Russia’s state-run nuclear-energy company last week signed a $10-billion agreement to build the first two nuclear power plants in Jordan’s history. With America’s Arab allies fearing U.S. disengagement from the region – and closer engagement with Iran – the Jordanian deal is merely Moscow’s latest bid to make inroads among Washington’s jaded Middle East allies.
For Jordan, the reactors – both of which are slated to be built in the Amra region east of Amman – satisfy a basic need. Amid the instability sparked by internecine Arab fighting across the region, Amman hopes to reduce its reliance on foreign natural resources. Indeed, the government aims to use the country’s hitherto-undeveloped uranium reserves— which some analysts speculate could last up to 100 years — to cover 30% of its electricity needs by 2030.

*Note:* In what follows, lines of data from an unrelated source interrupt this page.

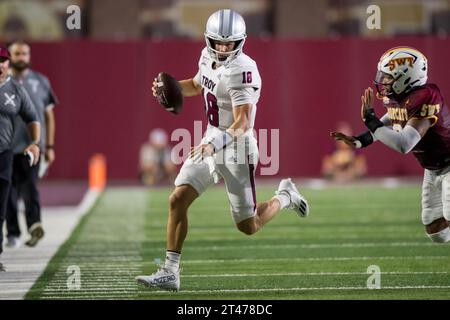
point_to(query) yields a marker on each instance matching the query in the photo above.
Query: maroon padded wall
(308, 86)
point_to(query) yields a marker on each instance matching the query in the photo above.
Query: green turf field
(324, 256)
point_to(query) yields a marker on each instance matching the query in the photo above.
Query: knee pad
(442, 236)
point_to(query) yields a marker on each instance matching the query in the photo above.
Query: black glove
(371, 120)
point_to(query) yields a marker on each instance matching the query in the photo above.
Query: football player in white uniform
(230, 84)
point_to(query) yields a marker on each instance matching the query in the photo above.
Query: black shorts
(6, 160)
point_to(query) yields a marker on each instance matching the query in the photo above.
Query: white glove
(212, 168)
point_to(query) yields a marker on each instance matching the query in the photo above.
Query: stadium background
(315, 58)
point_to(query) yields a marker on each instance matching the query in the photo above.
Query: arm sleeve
(244, 85)
(198, 77)
(424, 104)
(27, 109)
(403, 141)
(242, 96)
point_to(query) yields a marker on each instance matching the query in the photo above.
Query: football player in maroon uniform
(417, 121)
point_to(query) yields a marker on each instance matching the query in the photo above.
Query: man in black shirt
(14, 101)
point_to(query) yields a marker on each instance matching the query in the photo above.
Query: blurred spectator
(344, 164)
(155, 163)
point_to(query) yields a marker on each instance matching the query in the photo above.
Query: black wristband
(365, 138)
(371, 120)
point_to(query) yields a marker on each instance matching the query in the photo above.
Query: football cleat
(37, 233)
(13, 242)
(164, 279)
(297, 202)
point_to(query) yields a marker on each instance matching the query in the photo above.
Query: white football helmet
(407, 66)
(225, 26)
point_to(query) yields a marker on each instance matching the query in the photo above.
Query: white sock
(284, 199)
(441, 236)
(172, 260)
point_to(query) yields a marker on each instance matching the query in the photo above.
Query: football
(168, 93)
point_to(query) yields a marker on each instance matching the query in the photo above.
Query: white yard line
(300, 289)
(309, 246)
(24, 265)
(315, 259)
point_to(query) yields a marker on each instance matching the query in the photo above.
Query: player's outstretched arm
(405, 140)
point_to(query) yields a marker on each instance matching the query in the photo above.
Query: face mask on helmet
(383, 83)
(225, 26)
(221, 56)
(407, 69)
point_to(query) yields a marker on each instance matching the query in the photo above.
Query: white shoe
(297, 202)
(163, 278)
(13, 242)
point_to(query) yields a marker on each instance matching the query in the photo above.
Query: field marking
(300, 289)
(309, 274)
(315, 259)
(91, 293)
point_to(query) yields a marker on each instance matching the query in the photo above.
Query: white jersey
(226, 87)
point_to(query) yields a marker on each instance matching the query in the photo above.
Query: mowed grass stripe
(110, 237)
(348, 230)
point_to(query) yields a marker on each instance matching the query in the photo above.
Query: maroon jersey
(433, 150)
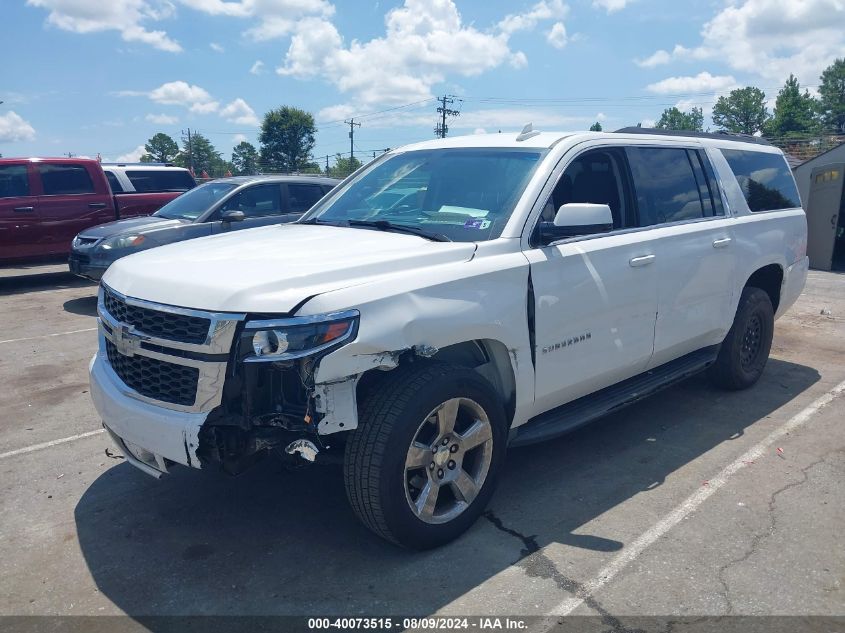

The timing could not be more opportune. Jordan now confronts two crumbling states – Syria and Iraq – on its borders, and the task of providing basic services to the hundreds of thousands of refugees who have fled the violence into its territory.
As for Moscow, its regional designs extend far beyond the Hashemite kingdom. Russian President Vladimir Putin visited Cairo last month, promising to build Egypt’s first nuclear plant. Shortly thereafter, details emerged of Russian arms deals to Libya worth billions. Meanwhile, Putin has offered Turkey a long-sought missile-defense system at a similarly hefty price.
With Russian-American tensions at their highest since the Cold War, Moscow is keen to exploit fissures within the bloc of traditionally U.S.-led Middle Eastern states. These Sunni states are only too keen to realign so long as American influence continues to flag and an emboldened, potentially nuclear-armed Iran remains a distinct if not growing possibility.